Led a team of 4 designers across a freelance engagement to build Sensical — a kid-first streaming platform backed by Common Sense Media's trusted ratings system. The differentiating insight: parental controls designed around child psychology, not just content filtering. The result was a feature no one else in streaming was talking about.
By 2020, screen time for children had increased dramatically — not just in quantity but in necessity. Remote learning, social isolation, and digital entertainment had merged into a single undifferentiated stream of content. YouTube, Netflix, Disney+ — all of them had kids using platforms that were fundamentally designed for adults, with content recommendation systems that optimized for engagement rather than age-appropriateness or educational value.
Common Sense Media — the most trusted source of children's media ratings for over a decade — saw the opportunity to build something different: a streaming platform where every piece of content was vetted through their proven rating methodology, designed from the ground up with children as the primary user, not an afterthought.
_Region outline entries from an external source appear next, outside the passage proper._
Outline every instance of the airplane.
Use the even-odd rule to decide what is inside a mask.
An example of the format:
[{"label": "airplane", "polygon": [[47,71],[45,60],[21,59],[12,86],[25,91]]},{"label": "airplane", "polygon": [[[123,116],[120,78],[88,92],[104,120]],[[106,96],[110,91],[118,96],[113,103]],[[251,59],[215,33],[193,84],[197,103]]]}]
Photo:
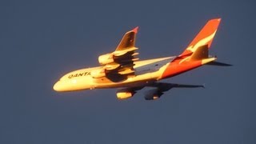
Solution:
[{"label": "airplane", "polygon": [[221,18],[207,22],[185,50],[178,56],[138,61],[138,48],[135,46],[138,27],[126,32],[116,50],[98,57],[99,66],[77,70],[62,76],[53,89],[58,92],[82,90],[118,88],[118,99],[131,98],[144,88],[152,89],[145,94],[146,100],[159,98],[172,88],[204,87],[202,85],[186,85],[161,82],[203,65],[229,66],[216,62],[209,55]]}]

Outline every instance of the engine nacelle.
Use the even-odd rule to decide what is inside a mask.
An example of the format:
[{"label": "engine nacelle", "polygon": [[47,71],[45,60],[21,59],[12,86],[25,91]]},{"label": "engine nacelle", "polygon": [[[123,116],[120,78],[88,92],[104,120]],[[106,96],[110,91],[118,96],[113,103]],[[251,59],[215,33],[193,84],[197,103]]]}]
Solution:
[{"label": "engine nacelle", "polygon": [[94,78],[99,78],[106,76],[104,69],[94,70],[90,72],[90,76]]},{"label": "engine nacelle", "polygon": [[119,90],[117,91],[117,97],[118,99],[126,99],[134,95],[136,92],[126,89]]},{"label": "engine nacelle", "polygon": [[114,54],[103,54],[103,55],[100,55],[98,57],[98,62],[101,65],[106,65],[108,63],[111,63],[114,62]]},{"label": "engine nacelle", "polygon": [[154,89],[147,91],[145,94],[144,98],[146,100],[155,100],[158,99],[162,94],[163,93],[160,91],[158,89]]}]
Design a kid-first streaming platform that parents trust and kids love — across web, iOS, Apple TV, Roku, and Amazon Fire TV — in a single engagement. Not just safe content, but smart design built around how children actually engage with media and how parents actually manage it.
I led the design engagement alongside a team of 4 designers, setting direction, dividing work across platforms, and collaborating with child UX specialists and child psychologists to ensure the design decisions were grounded in developmental research — not just intuition.
Sensical wasn't a single-platform product. It needed to live in the living room (Apple TV, Roku, Fire TV), in kids' hands (iOS), and in front of parents managing it all (web). Each surface had different interaction models, different primary users, and different design constraints. The through-line was a consistent visual language, age-appropriate information density, and parental controls that worked the same way regardless of where they were accessed.
Working alongside child UX specialists and psychologists gave the design process a foundation that most streaming products don't have. The principles that guided every decision weren't borrowed from adult streaming UX — they came from how children actually develop, process information, and interact with media.
Every other platform's parental controls were built around the same model: block content before it reaches the child. Set age limits. Restrict categories. Lock the app with a PIN. These controls work at the front door — but they don't help with what's already inside.
The insight that came directly from working with child psychologists: the most stressful moment in a parent's relationship with media isn't preventing access — it's taking something away after a child is already attached to it. "You can't watch that show anymore" is a confrontation. It creates conflict, tears, and negotiation. Most parents avoid it and let the content slide.
Quiet suppression was designed around this reality. Parents receive a feed of what their child has been watching — not as surveillance, but as awareness. If something appears that they don't want their child to see again, they can silently remove it from the child's experience — no announcement, no confrontation, no argument. The content simply disappears from the child's view, replaced naturally by other content, without the child ever knowing it was removed.
This wasn't a technical feature. It was a behavioral design insight — one that no other streaming platform was talking about, and one that came directly from grounding the design process in child development research rather than engagement metrics.
The 10-foot TV experience was the primary consumption surface for most families — the living room, after school, on weekends. Designing for TV required rethinking every interaction assumption from mobile or web: remote control navigation, large visual targets, minimal text, and an interface that a 5-year-old could navigate independently once content was loaded.
The multi-age profile selector was one of the most considered design pieces in the product. Families with multiple children of different ages needed to switch profiles quickly, with visuals that children could self-identify with — cartoon avatars for younger kids, more mature characters for older ones — without requiring reading ability to make the selection.
The show detail page was designed to serve two audiences simultaneously: the child who wanted to know if the show looked fun, and the parent who wanted to know if it was appropriate and educational. The tabbed structure separated content for each — the child saw the show, trailer, and episodes; the parent could access the full Common Sense Media rating context, educational themes, and age-appropriateness breakdown.
The meta modal — surfaced when a parent tapped into a show's rating details — brought the full CSM review into the product experience, removing the need to leave the app to check ratings on a separate site.
The video playback experience was deliberately minimal for child users — large play/pause controls, no distracting overlays, and no autoplay countdowns that encouraged endless viewing. The controls faded quickly to let the content take over. For parents, the same screen surfaced quiet control access without interrupting the child's session.
The tablet experience bridged the gap between the TV's lean-back living room context and the mobile device's held-in-hand portability. Landscape orientation was the primary mode — matching how children naturally hold tablets for media consumption. The profile selector carried across surfaces, maintaining the same avatar-driven identity system that worked on TV.
One of the distinguishing aspects of this engagement was the direct collaboration with child development professionals embedded in the process. This wasn't user research as an afterthought — it was a foundational input that shaped which features got built and how.
In a single six-month engagement, leading a team of 4 designers, Sensical shipped across web, iOS, Apple TV, Roku, and Amazon Fire TV with a consistent design language, a child-first experience grounded in developmental research, and a parental controls system that introduced a behavioral insight — quiet content suppression — that no other streaming platform had built.